In February, she was assigned to write a story about Jozlyn Faye Brown, a popular high school student who was killed in a car accident a day after her 17th birthday.

"This is a very small community and we don't normally cover accident victims, but when we heard her age and that she was a student, we decided to do a profile on her. It shook this community very hard ... ," Michelle writes.

"I ended up spending four hours with the family, on top of all the other interviews I did for the story, and now, four months later, it still haunts me every time I drive by the intersection Joz died at."

More than 100 miles northwest in Allentown, Joe is a reporter for The Morning Call, a 118,000-circulation daily, 165,000 Sunday newspaper. He has remained in Pennsylvania for nearly all of his 20-year career.

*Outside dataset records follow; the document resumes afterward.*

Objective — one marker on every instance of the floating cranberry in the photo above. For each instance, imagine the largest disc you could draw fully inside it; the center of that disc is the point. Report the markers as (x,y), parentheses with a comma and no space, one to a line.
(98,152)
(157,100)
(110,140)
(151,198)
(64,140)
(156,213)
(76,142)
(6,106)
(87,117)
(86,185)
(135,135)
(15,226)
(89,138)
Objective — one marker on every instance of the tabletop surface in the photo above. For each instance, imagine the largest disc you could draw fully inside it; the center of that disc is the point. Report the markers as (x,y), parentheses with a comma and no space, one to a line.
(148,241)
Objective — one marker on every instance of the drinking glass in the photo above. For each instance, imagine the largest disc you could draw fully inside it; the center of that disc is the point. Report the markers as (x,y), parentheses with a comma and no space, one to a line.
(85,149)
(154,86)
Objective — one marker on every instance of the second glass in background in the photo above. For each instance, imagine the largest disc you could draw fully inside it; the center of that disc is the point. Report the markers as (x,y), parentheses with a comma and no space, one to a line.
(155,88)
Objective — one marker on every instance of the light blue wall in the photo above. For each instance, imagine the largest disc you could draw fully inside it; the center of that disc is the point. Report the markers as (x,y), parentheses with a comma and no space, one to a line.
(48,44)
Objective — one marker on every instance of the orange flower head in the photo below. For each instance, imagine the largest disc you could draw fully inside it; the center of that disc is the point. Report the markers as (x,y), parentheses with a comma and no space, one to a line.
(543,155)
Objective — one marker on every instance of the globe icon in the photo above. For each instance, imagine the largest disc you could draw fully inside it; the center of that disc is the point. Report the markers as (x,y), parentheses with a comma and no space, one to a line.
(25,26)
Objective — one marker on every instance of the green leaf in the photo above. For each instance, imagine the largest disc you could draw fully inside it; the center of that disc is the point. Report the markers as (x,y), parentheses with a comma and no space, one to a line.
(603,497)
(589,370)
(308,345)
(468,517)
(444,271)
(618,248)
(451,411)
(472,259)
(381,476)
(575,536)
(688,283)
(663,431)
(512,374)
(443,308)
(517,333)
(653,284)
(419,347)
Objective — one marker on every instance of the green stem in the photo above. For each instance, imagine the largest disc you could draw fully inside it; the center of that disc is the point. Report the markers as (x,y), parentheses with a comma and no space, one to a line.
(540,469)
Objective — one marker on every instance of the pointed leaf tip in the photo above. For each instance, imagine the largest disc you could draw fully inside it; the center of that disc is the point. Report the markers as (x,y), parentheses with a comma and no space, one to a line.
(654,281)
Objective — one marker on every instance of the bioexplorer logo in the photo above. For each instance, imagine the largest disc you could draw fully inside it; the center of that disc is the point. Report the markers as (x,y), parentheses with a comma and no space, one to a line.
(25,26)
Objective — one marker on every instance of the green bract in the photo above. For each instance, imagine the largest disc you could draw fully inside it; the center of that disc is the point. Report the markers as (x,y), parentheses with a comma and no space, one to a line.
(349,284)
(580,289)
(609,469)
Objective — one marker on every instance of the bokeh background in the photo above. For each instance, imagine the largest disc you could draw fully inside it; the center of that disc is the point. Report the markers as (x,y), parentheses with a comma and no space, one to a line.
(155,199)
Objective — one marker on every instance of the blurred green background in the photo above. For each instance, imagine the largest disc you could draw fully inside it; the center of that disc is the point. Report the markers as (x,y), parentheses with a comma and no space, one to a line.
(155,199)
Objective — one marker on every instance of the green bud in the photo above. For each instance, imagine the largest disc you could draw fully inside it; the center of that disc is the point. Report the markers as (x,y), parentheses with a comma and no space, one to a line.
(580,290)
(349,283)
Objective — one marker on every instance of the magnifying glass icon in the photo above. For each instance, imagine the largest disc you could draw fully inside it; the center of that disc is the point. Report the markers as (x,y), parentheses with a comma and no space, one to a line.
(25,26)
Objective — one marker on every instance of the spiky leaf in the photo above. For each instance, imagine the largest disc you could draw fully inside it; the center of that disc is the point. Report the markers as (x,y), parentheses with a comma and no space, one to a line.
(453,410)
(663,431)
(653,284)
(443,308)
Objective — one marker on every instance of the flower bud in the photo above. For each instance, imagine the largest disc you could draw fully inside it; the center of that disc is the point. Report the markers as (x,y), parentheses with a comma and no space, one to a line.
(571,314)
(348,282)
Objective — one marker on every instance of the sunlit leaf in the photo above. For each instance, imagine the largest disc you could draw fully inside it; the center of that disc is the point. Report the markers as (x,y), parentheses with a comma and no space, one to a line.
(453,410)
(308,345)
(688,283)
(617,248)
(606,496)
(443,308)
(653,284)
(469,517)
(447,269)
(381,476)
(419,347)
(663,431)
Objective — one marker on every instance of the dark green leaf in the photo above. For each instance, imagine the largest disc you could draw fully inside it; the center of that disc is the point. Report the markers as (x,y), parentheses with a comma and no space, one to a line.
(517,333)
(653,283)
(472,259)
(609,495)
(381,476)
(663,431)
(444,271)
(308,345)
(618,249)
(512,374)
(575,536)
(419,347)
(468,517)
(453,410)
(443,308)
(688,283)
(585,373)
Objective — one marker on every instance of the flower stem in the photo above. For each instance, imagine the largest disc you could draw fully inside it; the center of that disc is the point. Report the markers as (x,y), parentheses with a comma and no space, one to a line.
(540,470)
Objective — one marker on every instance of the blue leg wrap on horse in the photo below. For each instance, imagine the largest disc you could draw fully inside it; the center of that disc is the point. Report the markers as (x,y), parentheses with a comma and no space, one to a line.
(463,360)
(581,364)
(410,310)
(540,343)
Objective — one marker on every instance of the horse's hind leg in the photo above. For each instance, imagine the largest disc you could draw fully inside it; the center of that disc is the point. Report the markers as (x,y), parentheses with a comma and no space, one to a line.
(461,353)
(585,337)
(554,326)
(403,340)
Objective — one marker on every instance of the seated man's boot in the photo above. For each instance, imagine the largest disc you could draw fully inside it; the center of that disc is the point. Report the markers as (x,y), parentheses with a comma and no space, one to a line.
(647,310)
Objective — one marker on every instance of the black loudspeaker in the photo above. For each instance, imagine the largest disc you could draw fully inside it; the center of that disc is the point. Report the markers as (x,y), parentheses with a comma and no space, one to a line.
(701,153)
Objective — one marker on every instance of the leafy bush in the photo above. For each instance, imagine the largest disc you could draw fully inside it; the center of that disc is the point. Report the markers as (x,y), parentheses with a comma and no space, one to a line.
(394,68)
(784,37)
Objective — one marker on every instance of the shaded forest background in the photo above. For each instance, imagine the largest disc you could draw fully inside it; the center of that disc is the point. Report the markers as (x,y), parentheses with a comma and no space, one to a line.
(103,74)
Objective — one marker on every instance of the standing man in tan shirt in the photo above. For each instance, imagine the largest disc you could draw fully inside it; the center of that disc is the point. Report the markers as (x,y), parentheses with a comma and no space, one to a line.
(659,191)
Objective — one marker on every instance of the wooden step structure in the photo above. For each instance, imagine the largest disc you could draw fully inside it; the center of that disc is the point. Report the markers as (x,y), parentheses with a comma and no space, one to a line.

For more than 11 of those years, he's worked at The Morning Call, covering city hall, county government, politics and now what he calls a "municipal general assignment reporter covering a suburban beat" in Lehigh County, Pa.

Joe recently was sent to northeastern Pennsylvania for a story about three children who were killed by their mother. Hollie Mae Grable shot her boyfriend, Kenneth Cragle, and then her three children, 18-year-old Jared Brown, 16-year-old Kirsten Brown and 14-year-old Kelsey Brown, and two dogs before committing suicide after a three-hour standoff with police.

"To be honest, I've covered too many of these stories in my career. I think most of us agree that one is too many," Joe writes.

"My advice is to remember that you are writing about people, you are interviewing people, and you are a real person. Let your humanity guide you."

Most U.S. journalists probably will never cover a war in another country or a mass disaster in their own community. Most likely, they will cover a car accident victim or a murder-suicide, the types of tragedies that Joe and Michelle recently faced. And it doesn't matter the stage of their careers or their newspaper's location: Tragedy occurs in every city, town or community and affects the victims' families and friends — and eventually journalists themselves.